Little Christmas cheer as STI dips 0.2%

US rate hike, looming US govt shutdown and global growth worries add to gloom

Local stocks slinked off to the Christmas weekend with nary a sliver of optimism in sight, amid worries of slowing global growth, the United States rate hike and an impending US government shutdown.

The Straits Times Index fell 4.58 points, or 0.15 per cent, to 3,046.04 yesterday, about 1 per cent lower for the week.

Losers outnumbered gainers 235 to 147 on turnover of about 1.31 billion shares worth $1.27 billion.

Hopes of a possible Santa rally were thoroughly crushed mid-week, due to the US Federal Reserve's less dovish-than-expected policy statement.

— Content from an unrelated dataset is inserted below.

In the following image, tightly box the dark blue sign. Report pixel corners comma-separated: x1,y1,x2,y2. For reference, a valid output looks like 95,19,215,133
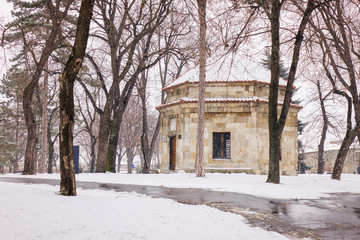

To add salt to the wound, investors had to contend with the threat of a US government shutdown. Weary US equities extended losses for six consecutive trading days overnight.

Regional stocks also ended the week broadly lower - a sign of investors continuing to shift funds out of risky assets such as equities and being more content to wait and see, according to market watchers.

Mr Olivier d'Assier, head of research for Asia-Pacific at Axioma, said: "Volatility is more than twice what it was earlier in the year, so has your return forecast for next year doubled in the last few weeks? If not, then there is no excuse for holding on to negative risk-adjusted returns, is there?"

Tech stocks pointed lower here, with the sector's largest stock, Venture Corp, down 1.13 per cent to $13.98. Hi-P, which makes plastic and metal parts for Apple, pared down 0.54 per cent to 92.5 cents, while consumer electronics manufacturer Creative Technology sank 4.84 per cent to $4.92.

Oil prices continued their downward spiral over oversupply fears, exerting pressure on local energy and offshore marine stocks.

Sembcorp Marine fell 1.92 per cent to $1.53, while Sembcorp Industries dipped 1.18 per cent to $2.51. Offshore marine player Nam Cheong shed over 14 per cent to 0.6 cent.

But banks, with their exposure to the energy and offshore marine sectors, largely held their nerve. DBS was up 0.21 per cent to $23.45 and United Overseas Bank put on 0.16 per cent to $24.35, but OCBC Bank retreated 0.09 per cent to $11.07.

CMC analyst Margaret Yang believes "relatively reasonable valuations and high-dividend yields" will likely cushion the downside for banks. Rising interest rates will also support the banks' net interest margins and offset the slowdown in other non-interest income items, she said.